On the Spellings Commission's overall critiques of higher education, the MLA agrees with much -- but finds a lack of context. The commission was correct, the MLA report says, to note that too many college graduates lack appropriate skills, that high school and college curricula are poorly aligned in many cases, and that these problems pose particular difficulties for low-income students. But the MLA says that the commission "ignores the strenuous efforts colleges and universities are now making to improve the quality of education and to assess what students are learning."

If the Spellings Commission prompts a testing system like that spawned by the "notoriously flawed No Child Left Behind" law, the association says it will "voice our strongest objections, since the tests that have been instituted in the schools are frequently of questionable intellectual merit and since the report fails to indicate who will devise college-level assessments and tests." Likewise, the MLA criticizes suggestions that cost-cutting is easy to do in higher education without hurting education quality.

But at the same time, the MLA explicitly endorses the idea of more assessment -- provided that "higher education must insist that assessments in its domain continue to be designed and applied with the full participation of local college faculties and administrators." Says the MLA: "It is hard to disagree with the argument that colleges should be held publicly accountable for the quality of education they provide and that careful assessment of what our students learn is a reasonable means of demonstrating such accountability. If these principles are applied in an intelligent fashion and with full cooperation by American colleges and universities, the report of the Spellings commission can usefully spur them in their continuing effort to improve the education they offer."

Graff said that he believed strongly not only in accountability, but in the importance of being able to make comparisons and set standards. The concerns of the MLA and his concerns aren't about accountability, but about the validity of the measures to be used. "It's bunk to evade reasonable evaluation," he said, but it also doesn't make sense to use "anti-intellectual tests."

Charles Miller, the chair of the Spellings Commission, offered via e-mail a mixed reaction to the MLA's reaction to his panel's report.

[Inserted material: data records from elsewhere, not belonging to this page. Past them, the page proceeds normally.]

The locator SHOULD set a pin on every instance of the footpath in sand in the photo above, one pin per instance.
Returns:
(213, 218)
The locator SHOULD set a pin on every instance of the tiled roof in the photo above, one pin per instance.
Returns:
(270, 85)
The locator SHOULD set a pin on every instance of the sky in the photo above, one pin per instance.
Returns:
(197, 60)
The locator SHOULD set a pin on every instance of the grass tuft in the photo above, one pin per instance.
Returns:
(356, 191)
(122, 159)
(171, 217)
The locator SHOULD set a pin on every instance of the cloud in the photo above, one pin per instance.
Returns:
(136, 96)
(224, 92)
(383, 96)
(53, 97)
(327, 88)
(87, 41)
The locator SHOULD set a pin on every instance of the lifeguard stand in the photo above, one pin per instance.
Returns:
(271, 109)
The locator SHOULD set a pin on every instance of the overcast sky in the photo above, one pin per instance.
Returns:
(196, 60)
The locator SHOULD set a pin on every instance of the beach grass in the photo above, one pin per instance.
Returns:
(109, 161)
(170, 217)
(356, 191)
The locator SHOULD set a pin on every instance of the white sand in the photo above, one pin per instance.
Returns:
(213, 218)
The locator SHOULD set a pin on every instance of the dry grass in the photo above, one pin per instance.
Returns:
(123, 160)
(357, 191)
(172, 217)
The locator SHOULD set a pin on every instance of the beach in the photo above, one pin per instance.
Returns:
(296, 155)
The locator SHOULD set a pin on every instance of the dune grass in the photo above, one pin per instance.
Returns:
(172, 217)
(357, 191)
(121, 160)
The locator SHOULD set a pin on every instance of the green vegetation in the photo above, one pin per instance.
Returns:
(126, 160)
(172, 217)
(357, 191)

While the MLA statement expressed support for assessment, Miller is skeptical.

"There is a general questioning of who is to do this 'outcomes assessment,' fretting that somehow the faculty won't be included; a claim that these assessments are already under way in the academy, which is an admission that they are needed, yet with an open ended timetable; a direct accusation that the recommendation for accountability is a version of NCLB, along with a gratuitous swipe at it being 'notoriously flawed'; and it finishes with the territorial claim for assessments to have the 'full participation of college faculties and administrators.' Frankly, these kinds of defensive, distracting whines take away from the other high minded remarks of the MLA."

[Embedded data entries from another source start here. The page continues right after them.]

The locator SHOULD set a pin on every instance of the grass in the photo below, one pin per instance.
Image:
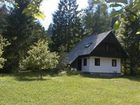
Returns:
(69, 90)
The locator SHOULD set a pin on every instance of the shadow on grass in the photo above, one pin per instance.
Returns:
(29, 76)
(132, 78)
(96, 76)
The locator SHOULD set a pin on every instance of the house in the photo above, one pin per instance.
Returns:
(98, 54)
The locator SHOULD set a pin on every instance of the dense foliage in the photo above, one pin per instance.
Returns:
(3, 43)
(22, 30)
(129, 34)
(67, 28)
(39, 58)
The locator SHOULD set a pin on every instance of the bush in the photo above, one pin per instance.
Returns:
(3, 43)
(39, 58)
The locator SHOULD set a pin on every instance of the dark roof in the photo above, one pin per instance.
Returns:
(86, 46)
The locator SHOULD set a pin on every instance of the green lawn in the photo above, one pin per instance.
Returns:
(70, 90)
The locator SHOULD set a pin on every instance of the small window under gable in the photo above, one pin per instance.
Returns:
(85, 62)
(114, 62)
(97, 61)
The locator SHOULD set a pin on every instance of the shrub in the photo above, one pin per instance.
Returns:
(3, 43)
(39, 58)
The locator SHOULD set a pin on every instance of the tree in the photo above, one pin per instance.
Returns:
(3, 43)
(128, 27)
(67, 28)
(22, 31)
(96, 20)
(39, 58)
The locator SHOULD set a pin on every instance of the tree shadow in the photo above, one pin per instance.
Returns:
(132, 78)
(87, 75)
(29, 76)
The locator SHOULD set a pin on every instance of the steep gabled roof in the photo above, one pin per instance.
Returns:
(86, 46)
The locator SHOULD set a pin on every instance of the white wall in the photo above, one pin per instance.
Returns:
(86, 68)
(105, 65)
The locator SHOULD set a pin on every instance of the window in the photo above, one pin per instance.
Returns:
(114, 62)
(88, 44)
(97, 61)
(85, 62)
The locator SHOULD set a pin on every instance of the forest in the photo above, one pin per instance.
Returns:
(25, 45)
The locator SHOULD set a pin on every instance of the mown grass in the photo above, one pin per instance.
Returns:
(69, 90)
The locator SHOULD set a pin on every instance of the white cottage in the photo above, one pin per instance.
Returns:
(98, 54)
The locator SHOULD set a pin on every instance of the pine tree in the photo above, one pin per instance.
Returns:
(22, 31)
(67, 29)
(96, 19)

Miller said there wasn't time to wait to consider solutions "when there is a general sense in the public and in the academy that the historical humanities curriculum has been watered down, that grade inflation is a fact of life, that the time on the task of teaching and learning has been seriously reduced, and that objective evidence shows a long term decline in literacy."

On one issue -- the centrality of the humanities -- Miller said that he did not disagree with the MLA, although he didn't see as much significance to the lack of explicit mention of the humanities in the report.

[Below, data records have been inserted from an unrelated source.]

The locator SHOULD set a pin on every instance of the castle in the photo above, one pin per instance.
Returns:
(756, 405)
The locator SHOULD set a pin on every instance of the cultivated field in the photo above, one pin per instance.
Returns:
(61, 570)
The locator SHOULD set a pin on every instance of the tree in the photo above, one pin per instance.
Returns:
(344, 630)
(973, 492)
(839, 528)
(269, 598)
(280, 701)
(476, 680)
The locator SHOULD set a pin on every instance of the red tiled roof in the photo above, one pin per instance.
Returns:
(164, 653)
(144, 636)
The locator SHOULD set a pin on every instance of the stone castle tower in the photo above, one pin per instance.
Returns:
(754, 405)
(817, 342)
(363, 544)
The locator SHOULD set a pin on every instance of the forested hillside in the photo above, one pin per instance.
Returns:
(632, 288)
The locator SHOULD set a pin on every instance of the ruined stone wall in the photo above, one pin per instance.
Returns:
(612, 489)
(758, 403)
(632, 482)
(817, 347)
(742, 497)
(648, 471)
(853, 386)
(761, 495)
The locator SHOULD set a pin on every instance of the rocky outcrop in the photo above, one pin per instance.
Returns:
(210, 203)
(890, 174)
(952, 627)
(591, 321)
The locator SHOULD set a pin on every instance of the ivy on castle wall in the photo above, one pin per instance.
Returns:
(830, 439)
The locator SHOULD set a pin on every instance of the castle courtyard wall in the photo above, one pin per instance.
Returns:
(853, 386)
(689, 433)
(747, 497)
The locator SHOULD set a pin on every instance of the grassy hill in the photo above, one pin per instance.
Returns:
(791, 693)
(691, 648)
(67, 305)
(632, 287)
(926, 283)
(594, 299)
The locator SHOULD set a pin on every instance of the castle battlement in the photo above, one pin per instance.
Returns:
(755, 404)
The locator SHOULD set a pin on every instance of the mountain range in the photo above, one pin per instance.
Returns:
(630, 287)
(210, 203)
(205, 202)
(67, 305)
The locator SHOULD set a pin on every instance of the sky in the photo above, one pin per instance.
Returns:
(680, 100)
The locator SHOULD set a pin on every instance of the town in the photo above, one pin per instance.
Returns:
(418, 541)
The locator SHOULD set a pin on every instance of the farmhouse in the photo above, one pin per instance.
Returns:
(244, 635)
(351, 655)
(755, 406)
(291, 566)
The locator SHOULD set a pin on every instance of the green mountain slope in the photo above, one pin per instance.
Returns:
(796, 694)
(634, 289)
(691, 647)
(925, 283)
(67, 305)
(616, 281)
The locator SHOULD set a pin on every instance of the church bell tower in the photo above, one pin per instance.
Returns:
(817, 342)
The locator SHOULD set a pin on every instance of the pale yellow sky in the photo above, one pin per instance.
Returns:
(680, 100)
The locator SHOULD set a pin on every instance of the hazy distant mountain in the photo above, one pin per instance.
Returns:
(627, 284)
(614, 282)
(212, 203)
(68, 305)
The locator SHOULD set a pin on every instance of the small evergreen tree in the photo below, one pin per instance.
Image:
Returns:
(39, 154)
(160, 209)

"I don't disagree about the central role of humanities, past present or future," he said. "Perhaps the commission could have emphasized that role specifically. However, in developing its report the commission tended to avoid references to 'segments' or 'specialties' in higher education. No matter how many subtopics we might try to devise and discuss, we would always leave something or somebody out....  We were influenced to focus on the STEM disciplines specifically by an enormous and simultaneous effort on the part of the academic and  business communities, and the press, to create that focus. The MLA response and point of view should provide us a more balanced perspective, with which I agree."